The deterioration of the value of the pound and the accompanying significant rise in prices and weakness in purchasing power requires a large increase in salaries equal to the size of needs.

​​The US dollar is trading at 14,400 SYP according to the S-P Today website, which covers the trading rate of the Syrian pound to the dollar. At the start of the conflict in 2011, the dollar was trading at 47 pounds.

Unjustified measures that do not cover deficit

Omran’s research fellow, al-Abdullah, believes that the decision to invest confiscated funds aims for the regime to benefit from anything available to it so that it looks at the possibility of using these funds or confiscations to benefit from them and invest them in a specific field in a way that generates a return that covers part of the budget deficit.

Al-Abdullah estimated the revenues currently entering the treasury as “almost non-existent” in light of this deteriorating economic reality, describing the procedures related to imposing fees as “a last ditch effort.”

For his part, expert Nasr considered that the fees imposed on passports came after people were forced to immigrate, and at the same time, they were being blackmailed by saying that in exchange for this migration, they must pay a fee “in the form of a royalty” at ridiculous prices.

The Syrian passport is the second worst passport after Afghanistan, according to the Passport Index website, which specializes in comparing passports based on the number of countries to which its holders are allowed to travel without a visa.
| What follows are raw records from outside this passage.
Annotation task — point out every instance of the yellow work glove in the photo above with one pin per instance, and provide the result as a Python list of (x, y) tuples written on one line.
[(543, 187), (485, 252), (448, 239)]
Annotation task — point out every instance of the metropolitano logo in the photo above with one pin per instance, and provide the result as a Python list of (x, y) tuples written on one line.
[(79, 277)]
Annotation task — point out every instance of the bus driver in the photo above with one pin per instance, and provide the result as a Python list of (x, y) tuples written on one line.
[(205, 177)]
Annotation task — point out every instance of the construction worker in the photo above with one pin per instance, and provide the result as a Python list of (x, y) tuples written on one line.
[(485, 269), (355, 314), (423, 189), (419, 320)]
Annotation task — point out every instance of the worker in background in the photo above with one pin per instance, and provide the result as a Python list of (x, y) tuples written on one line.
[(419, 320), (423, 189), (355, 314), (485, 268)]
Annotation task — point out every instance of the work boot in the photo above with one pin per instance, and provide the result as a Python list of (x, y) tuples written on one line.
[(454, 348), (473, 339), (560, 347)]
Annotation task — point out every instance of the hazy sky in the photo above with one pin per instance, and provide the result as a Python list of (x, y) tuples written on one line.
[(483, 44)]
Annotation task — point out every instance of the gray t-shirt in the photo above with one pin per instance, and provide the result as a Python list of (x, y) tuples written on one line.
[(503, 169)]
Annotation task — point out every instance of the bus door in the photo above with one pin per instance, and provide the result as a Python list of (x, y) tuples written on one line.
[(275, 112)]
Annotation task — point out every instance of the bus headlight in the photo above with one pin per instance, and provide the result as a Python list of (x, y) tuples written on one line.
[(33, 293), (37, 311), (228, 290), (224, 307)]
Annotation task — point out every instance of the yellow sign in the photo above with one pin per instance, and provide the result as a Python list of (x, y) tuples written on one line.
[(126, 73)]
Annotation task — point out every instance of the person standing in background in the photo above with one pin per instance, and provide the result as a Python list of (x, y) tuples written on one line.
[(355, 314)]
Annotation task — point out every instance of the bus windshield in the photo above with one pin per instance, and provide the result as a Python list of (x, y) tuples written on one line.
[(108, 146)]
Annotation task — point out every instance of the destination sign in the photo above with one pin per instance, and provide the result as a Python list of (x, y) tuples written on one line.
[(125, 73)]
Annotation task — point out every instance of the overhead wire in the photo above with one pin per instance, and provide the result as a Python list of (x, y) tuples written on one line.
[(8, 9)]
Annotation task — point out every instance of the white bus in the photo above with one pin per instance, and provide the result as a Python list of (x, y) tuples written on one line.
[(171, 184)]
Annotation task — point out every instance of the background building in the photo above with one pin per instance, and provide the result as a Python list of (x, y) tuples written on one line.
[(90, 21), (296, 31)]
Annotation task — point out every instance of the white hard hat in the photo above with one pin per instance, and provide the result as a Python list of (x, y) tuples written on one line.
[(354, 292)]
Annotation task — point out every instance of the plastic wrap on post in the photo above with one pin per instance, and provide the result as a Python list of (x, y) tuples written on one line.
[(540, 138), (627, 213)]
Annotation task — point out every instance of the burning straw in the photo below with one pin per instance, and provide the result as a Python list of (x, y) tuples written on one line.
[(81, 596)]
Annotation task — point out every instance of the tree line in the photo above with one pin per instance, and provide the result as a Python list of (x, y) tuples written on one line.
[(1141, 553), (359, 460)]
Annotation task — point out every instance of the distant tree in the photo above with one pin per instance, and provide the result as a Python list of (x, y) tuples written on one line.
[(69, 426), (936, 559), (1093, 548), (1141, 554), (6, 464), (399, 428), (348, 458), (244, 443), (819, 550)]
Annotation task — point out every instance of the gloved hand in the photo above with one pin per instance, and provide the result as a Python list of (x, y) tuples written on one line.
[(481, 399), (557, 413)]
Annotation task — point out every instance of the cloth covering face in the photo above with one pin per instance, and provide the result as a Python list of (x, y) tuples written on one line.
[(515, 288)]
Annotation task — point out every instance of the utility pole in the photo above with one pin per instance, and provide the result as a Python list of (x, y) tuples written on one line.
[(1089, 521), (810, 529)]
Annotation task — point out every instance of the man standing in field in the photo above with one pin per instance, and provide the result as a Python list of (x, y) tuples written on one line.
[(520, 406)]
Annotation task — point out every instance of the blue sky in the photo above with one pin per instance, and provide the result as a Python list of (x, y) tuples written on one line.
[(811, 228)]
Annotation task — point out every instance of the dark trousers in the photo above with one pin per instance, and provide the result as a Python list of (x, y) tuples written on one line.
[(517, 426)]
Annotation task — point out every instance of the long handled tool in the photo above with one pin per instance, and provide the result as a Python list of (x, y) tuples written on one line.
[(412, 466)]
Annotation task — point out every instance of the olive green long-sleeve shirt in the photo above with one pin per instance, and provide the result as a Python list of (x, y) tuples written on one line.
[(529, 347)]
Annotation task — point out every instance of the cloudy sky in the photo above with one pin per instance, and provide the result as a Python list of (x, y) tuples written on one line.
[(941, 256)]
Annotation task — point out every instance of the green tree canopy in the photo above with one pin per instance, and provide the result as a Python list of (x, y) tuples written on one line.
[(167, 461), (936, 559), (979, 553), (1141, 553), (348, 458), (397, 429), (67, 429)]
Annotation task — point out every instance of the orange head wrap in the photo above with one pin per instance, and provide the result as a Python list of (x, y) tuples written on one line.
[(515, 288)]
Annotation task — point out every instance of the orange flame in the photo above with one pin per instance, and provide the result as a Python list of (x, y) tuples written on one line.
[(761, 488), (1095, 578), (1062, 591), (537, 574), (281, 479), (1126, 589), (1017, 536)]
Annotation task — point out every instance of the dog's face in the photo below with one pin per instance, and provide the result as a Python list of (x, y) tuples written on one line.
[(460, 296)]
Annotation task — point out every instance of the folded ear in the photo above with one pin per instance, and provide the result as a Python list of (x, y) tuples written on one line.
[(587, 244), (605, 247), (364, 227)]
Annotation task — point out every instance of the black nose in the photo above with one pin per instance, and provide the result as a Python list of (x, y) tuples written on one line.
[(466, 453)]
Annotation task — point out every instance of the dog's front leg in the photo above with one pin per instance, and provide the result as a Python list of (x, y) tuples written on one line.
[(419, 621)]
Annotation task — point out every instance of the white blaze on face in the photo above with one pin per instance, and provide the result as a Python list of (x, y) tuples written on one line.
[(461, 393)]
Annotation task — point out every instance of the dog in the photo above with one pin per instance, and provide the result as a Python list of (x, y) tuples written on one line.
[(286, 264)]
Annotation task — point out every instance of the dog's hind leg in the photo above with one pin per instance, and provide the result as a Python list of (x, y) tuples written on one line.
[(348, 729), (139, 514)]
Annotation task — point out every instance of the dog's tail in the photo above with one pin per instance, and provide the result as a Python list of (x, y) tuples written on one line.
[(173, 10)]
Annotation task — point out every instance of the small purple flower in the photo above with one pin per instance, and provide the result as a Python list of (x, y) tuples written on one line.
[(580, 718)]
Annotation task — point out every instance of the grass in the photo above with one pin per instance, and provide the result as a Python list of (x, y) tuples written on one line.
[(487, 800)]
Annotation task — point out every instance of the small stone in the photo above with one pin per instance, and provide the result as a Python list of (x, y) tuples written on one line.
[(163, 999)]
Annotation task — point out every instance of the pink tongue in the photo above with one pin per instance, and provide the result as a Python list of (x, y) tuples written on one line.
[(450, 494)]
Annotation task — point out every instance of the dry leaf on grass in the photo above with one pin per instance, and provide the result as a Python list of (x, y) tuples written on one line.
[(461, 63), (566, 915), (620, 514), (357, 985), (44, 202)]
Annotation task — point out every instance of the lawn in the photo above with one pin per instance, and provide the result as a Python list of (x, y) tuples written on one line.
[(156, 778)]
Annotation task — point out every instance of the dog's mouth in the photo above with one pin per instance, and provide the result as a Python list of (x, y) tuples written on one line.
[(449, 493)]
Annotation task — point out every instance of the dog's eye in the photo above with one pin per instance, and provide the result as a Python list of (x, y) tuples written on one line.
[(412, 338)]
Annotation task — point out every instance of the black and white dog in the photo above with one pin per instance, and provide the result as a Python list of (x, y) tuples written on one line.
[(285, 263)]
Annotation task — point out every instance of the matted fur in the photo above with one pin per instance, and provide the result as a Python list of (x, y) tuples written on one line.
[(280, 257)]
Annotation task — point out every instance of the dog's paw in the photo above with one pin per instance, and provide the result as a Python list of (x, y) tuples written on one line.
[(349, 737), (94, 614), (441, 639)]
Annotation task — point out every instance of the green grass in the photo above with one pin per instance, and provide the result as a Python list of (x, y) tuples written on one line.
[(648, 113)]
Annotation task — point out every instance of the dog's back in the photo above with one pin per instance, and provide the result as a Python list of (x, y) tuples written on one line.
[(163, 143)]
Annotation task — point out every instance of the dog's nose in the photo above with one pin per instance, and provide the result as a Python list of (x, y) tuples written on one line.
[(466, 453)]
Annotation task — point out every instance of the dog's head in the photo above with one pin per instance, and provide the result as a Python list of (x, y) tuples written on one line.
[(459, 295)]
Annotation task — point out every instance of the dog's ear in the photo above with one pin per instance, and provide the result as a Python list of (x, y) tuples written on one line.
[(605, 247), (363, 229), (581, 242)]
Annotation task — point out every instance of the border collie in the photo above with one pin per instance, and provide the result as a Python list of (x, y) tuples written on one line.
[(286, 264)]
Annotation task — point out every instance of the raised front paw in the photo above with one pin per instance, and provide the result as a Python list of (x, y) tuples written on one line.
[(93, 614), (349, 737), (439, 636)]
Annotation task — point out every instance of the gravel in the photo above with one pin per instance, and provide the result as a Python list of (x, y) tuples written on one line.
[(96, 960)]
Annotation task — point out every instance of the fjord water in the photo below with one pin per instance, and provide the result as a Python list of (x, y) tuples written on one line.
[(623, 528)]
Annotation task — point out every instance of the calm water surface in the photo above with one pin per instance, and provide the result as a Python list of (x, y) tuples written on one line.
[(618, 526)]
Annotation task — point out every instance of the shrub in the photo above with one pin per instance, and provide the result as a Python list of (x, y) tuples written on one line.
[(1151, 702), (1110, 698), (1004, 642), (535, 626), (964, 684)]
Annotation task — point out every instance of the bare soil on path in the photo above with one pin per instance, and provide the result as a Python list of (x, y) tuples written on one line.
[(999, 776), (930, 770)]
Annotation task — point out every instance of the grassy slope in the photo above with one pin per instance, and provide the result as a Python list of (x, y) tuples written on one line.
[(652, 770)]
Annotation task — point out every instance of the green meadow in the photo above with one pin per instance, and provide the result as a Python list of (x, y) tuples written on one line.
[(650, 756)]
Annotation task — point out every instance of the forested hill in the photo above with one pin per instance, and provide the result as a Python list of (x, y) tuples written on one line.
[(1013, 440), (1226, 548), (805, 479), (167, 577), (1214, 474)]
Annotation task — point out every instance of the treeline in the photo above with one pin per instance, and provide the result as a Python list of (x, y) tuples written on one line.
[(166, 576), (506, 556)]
However, the Syrian passport is one of the most expensive passports in the world.

Nasr described imposing a reserve service allowance as “blackmail” for those who do not want to participate in fighting with the regime forces by taking “very high” fees from them in hard currency to finance the huge deficit in the general budget.

The economic researcher believes that all these fees do not constitute sufficient revenues to cover the ongoing deficit.

Similarly, al-Abdullah believes that the fees will not significantly enrich or achieve the goal that the regime aspires to in trying to cover the deficit or increase foreign exchange, but they are limited amounts that he can still rely on in light of his loss of hope until the present time, in the absence of any political solution or international support that aims towards its continuation or survival.

Nasr believes that the biggest problem with the continuation of the policy of imposing fees is that it gives indications to the future that this authority continues with the same mentality that stifles the productive sector within the country and reduces demand in front of supply because it imposes fees on the population to get rid of military service or to immigrate, which will force the people to sell their remaining property or savings to achieve this goal.

According to a study entitled “Increasing salaries: The regime’s policy driving the militarization of society,” published in November 2022, the regime’s government has for decades used the method of indirect taxes to finance increased salaries and wages, and they are imposed on petroleum products, cement, and fertilizers, in addition to mineral oils and other products. These taxes are called “price differences” because the public institutions that market these materials transfer the amounts directly to the Ministry of Finance.

Raising energy prices contributed to financing the increase in salaries and wages and thus increased the costs of Syrian products and service prices. This increase led to a reduction in the ability of Syrian industry to compete in the national and international markets.